O Tribunal Regional Eleitoral de Pernambuco (TRE-PE) anulou sentenças de primeiro grau que haviam absolvido partidos de acusações de fraude à cota de gênero em Araçoiaba. A Corte identificou um vício processual: o juiz utilizou documentos juntados pela defesa para proferir a sentença sem dar à acusação o direito de se manifestar sobre eles, ferindo o princípio do contraditório. Os processos retornarão à 85ª Zona Eleitoral (Igarassu) para novo julgamento.

Em outra decisão significativa, o TRE reformou uma decisão de primeiro grau e determinou o prosseguimento de uma ação penal por violência política de gênero contra dois vereadores de São Bento do Una. Os parlamentares são acusados de ofensas e ameaças contra uma deputada estadual durante o período eleitoral.

Reestruturação interna e regras para o recesso
Em meio às decisões judiciais, o tribunal também promoveu uma reestruturação administrativa. A Resolução nº 505 alterou a estrutura da Secretaria do TRE, transformando cargos e criando duas novas assessorias jurídicas especializadas: uma para análise de execução contratual e consultoria, e outra para análise de licitações e contratações, sem aumento de despesas.

A Presidência do TRE também definiu as regras para o recesso forense. Pela Portaria nº 1007, fica proibida a publicação de notas de expediente e a realização de retotalização de votos no período de 20 de dezembro de 2025 a 20 de janeiro de 2026. O diretor-geral do tribunal foi delegado para assinar atos administrativos e ordenar despesas nos dias 29 e 30 de dezembro.

Fraudes à cota de gênero e prestações de contas
Em julgamentos de recursos, o TRE manteve a improcedência de ações por fraude à cota de gênero em Sirinhaém e Garanhuns. A Corte considerou que as provas apresentadas não eram robustas o suficiente para configurar o crime eleitoral.

Vários partidos tiveram suas contas anuais desaprovadas por falhas graves. Diretórios municipais do Unidade Popular, PV, PCO e Solidariedade foram penalizados, principalmente pela não abertura da conta bancária específica para doações de campanha, considerada uma irregularidade que inviabiliza a fiscalização.

Multas, parcelamentos e interceptações telefônicas
Zonas eleitorais de primeira instância deferiram parcelamentos de dívidas eleitorais em municípios como Angelim e Cabo de Santo Agostinho, e declararam extintas execuções por pagamento integral em Ribeirão e Lajedo.

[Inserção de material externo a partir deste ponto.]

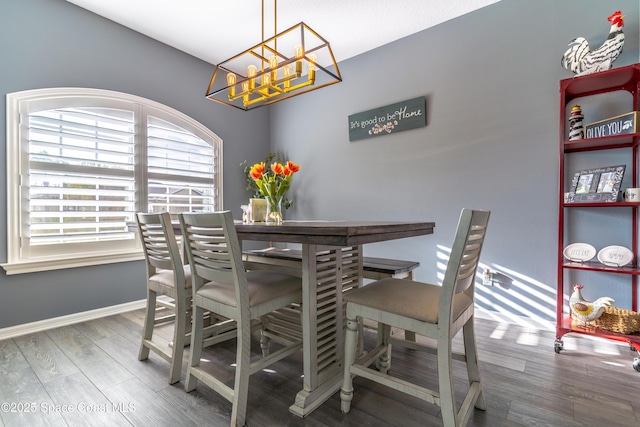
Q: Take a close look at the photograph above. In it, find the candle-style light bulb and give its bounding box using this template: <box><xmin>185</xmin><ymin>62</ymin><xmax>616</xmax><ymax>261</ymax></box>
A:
<box><xmin>307</xmin><ymin>53</ymin><xmax>318</xmax><ymax>84</ymax></box>
<box><xmin>282</xmin><ymin>64</ymin><xmax>293</xmax><ymax>90</ymax></box>
<box><xmin>240</xmin><ymin>80</ymin><xmax>249</xmax><ymax>107</ymax></box>
<box><xmin>294</xmin><ymin>44</ymin><xmax>304</xmax><ymax>77</ymax></box>
<box><xmin>247</xmin><ymin>65</ymin><xmax>258</xmax><ymax>90</ymax></box>
<box><xmin>227</xmin><ymin>73</ymin><xmax>236</xmax><ymax>99</ymax></box>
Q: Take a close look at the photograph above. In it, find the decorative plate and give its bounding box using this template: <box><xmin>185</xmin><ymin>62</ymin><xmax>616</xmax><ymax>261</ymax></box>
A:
<box><xmin>598</xmin><ymin>245</ymin><xmax>633</xmax><ymax>267</ymax></box>
<box><xmin>562</xmin><ymin>243</ymin><xmax>596</xmax><ymax>262</ymax></box>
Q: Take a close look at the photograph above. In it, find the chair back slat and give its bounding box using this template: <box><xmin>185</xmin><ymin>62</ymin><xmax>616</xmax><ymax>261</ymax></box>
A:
<box><xmin>439</xmin><ymin>209</ymin><xmax>491</xmax><ymax>322</ymax></box>
<box><xmin>136</xmin><ymin>212</ymin><xmax>184</xmax><ymax>277</ymax></box>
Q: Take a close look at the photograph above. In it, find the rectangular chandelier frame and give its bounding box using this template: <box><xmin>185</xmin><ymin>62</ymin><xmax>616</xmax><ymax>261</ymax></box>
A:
<box><xmin>206</xmin><ymin>22</ymin><xmax>342</xmax><ymax>111</ymax></box>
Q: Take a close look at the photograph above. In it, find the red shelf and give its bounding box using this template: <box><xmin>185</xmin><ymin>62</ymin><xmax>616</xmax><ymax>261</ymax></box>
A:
<box><xmin>564</xmin><ymin>133</ymin><xmax>640</xmax><ymax>153</ymax></box>
<box><xmin>562</xmin><ymin>261</ymin><xmax>640</xmax><ymax>276</ymax></box>
<box><xmin>555</xmin><ymin>64</ymin><xmax>640</xmax><ymax>362</ymax></box>
<box><xmin>558</xmin><ymin>314</ymin><xmax>640</xmax><ymax>351</ymax></box>
<box><xmin>564</xmin><ymin>202</ymin><xmax>640</xmax><ymax>208</ymax></box>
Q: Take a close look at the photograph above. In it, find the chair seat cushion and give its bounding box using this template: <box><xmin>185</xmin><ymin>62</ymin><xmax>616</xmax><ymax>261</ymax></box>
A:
<box><xmin>344</xmin><ymin>278</ymin><xmax>473</xmax><ymax>323</ymax></box>
<box><xmin>149</xmin><ymin>265</ymin><xmax>191</xmax><ymax>288</ymax></box>
<box><xmin>197</xmin><ymin>271</ymin><xmax>302</xmax><ymax>307</ymax></box>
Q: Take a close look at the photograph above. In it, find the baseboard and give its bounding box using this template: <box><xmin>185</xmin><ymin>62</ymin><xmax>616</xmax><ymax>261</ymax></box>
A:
<box><xmin>0</xmin><ymin>299</ymin><xmax>146</xmax><ymax>341</ymax></box>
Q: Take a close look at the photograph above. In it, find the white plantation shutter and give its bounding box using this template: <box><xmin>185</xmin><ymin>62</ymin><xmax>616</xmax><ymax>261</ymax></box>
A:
<box><xmin>147</xmin><ymin>116</ymin><xmax>216</xmax><ymax>213</ymax></box>
<box><xmin>2</xmin><ymin>88</ymin><xmax>222</xmax><ymax>274</ymax></box>
<box><xmin>28</xmin><ymin>108</ymin><xmax>135</xmax><ymax>246</ymax></box>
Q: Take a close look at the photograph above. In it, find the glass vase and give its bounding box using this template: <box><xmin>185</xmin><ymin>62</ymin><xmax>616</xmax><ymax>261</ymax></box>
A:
<box><xmin>267</xmin><ymin>197</ymin><xmax>282</xmax><ymax>225</ymax></box>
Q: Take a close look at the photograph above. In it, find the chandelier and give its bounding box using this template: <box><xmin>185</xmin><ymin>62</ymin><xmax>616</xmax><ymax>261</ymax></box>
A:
<box><xmin>207</xmin><ymin>0</ymin><xmax>342</xmax><ymax>111</ymax></box>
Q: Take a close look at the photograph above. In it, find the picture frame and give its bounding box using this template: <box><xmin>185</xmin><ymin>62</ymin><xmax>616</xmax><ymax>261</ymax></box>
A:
<box><xmin>565</xmin><ymin>165</ymin><xmax>626</xmax><ymax>203</ymax></box>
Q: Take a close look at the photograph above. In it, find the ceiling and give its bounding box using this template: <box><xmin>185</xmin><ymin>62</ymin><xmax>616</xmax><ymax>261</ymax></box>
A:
<box><xmin>67</xmin><ymin>0</ymin><xmax>499</xmax><ymax>65</ymax></box>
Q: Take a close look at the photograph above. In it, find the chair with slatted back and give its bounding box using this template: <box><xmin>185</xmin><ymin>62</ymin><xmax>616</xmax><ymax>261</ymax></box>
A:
<box><xmin>340</xmin><ymin>209</ymin><xmax>490</xmax><ymax>427</ymax></box>
<box><xmin>136</xmin><ymin>212</ymin><xmax>191</xmax><ymax>384</ymax></box>
<box><xmin>179</xmin><ymin>211</ymin><xmax>302</xmax><ymax>426</ymax></box>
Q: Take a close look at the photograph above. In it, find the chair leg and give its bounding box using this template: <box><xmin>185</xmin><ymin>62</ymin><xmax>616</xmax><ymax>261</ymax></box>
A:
<box><xmin>169</xmin><ymin>300</ymin><xmax>187</xmax><ymax>384</ymax></box>
<box><xmin>260</xmin><ymin>329</ymin><xmax>271</xmax><ymax>357</ymax></box>
<box><xmin>231</xmin><ymin>319</ymin><xmax>251</xmax><ymax>427</ymax></box>
<box><xmin>340</xmin><ymin>319</ymin><xmax>360</xmax><ymax>414</ymax></box>
<box><xmin>462</xmin><ymin>318</ymin><xmax>487</xmax><ymax>411</ymax></box>
<box><xmin>376</xmin><ymin>323</ymin><xmax>391</xmax><ymax>374</ymax></box>
<box><xmin>184</xmin><ymin>307</ymin><xmax>204</xmax><ymax>392</ymax></box>
<box><xmin>437</xmin><ymin>330</ymin><xmax>458</xmax><ymax>426</ymax></box>
<box><xmin>138</xmin><ymin>289</ymin><xmax>156</xmax><ymax>360</ymax></box>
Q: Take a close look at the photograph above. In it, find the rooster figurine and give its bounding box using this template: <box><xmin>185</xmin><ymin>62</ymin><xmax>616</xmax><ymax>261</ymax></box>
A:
<box><xmin>561</xmin><ymin>10</ymin><xmax>624</xmax><ymax>76</ymax></box>
<box><xmin>569</xmin><ymin>285</ymin><xmax>614</xmax><ymax>326</ymax></box>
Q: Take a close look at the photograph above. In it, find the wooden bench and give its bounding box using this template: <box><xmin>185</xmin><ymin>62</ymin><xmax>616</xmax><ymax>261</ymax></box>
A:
<box><xmin>243</xmin><ymin>248</ymin><xmax>420</xmax><ymax>280</ymax></box>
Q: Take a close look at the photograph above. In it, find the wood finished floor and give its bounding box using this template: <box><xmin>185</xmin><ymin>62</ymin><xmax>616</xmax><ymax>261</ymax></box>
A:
<box><xmin>0</xmin><ymin>310</ymin><xmax>640</xmax><ymax>427</ymax></box>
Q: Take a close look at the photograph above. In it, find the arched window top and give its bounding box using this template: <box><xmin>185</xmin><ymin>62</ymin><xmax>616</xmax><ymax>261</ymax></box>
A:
<box><xmin>2</xmin><ymin>88</ymin><xmax>222</xmax><ymax>274</ymax></box>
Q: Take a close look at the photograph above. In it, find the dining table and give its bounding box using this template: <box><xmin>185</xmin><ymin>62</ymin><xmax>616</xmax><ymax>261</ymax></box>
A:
<box><xmin>235</xmin><ymin>220</ymin><xmax>435</xmax><ymax>417</ymax></box>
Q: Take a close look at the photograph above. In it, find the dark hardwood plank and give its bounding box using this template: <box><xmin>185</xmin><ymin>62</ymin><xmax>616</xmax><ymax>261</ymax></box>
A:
<box><xmin>103</xmin><ymin>378</ymin><xmax>200</xmax><ymax>427</ymax></box>
<box><xmin>14</xmin><ymin>332</ymin><xmax>79</xmax><ymax>384</ymax></box>
<box><xmin>45</xmin><ymin>371</ymin><xmax>131</xmax><ymax>427</ymax></box>
<box><xmin>0</xmin><ymin>310</ymin><xmax>640</xmax><ymax>427</ymax></box>
<box><xmin>47</xmin><ymin>326</ymin><xmax>134</xmax><ymax>390</ymax></box>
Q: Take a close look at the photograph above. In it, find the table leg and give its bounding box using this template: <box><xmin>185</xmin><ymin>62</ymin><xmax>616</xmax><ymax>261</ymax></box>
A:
<box><xmin>289</xmin><ymin>245</ymin><xmax>362</xmax><ymax>417</ymax></box>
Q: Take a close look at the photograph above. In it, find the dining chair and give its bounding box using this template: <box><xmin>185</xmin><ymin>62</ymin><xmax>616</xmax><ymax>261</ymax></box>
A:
<box><xmin>340</xmin><ymin>209</ymin><xmax>490</xmax><ymax>427</ymax></box>
<box><xmin>179</xmin><ymin>211</ymin><xmax>302</xmax><ymax>427</ymax></box>
<box><xmin>136</xmin><ymin>212</ymin><xmax>191</xmax><ymax>384</ymax></box>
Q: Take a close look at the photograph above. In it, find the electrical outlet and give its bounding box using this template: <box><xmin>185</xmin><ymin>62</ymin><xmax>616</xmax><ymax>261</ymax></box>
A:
<box><xmin>482</xmin><ymin>268</ymin><xmax>493</xmax><ymax>286</ymax></box>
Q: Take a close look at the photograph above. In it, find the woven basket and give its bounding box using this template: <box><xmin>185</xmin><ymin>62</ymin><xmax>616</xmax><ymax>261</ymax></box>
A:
<box><xmin>596</xmin><ymin>307</ymin><xmax>640</xmax><ymax>334</ymax></box>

Em uma decisão de habeas corpus, o TRE concedeu parcialmente a ordem para anular interceptações telefônicas autorizadas na “Operação Pó de Pedra”, em Barreiros. A Corte entendeu que a decisão que autorizou as escutas carecia de fundamentação concreta e individualizada sobre a necessidade da medida para cada investigado.

Partidos em Água Preta, Paulista e Serra Talhada tiveram processos de suspensão de registro abertos por omissão na prestação de contas de 2024, conforme despachos publicados.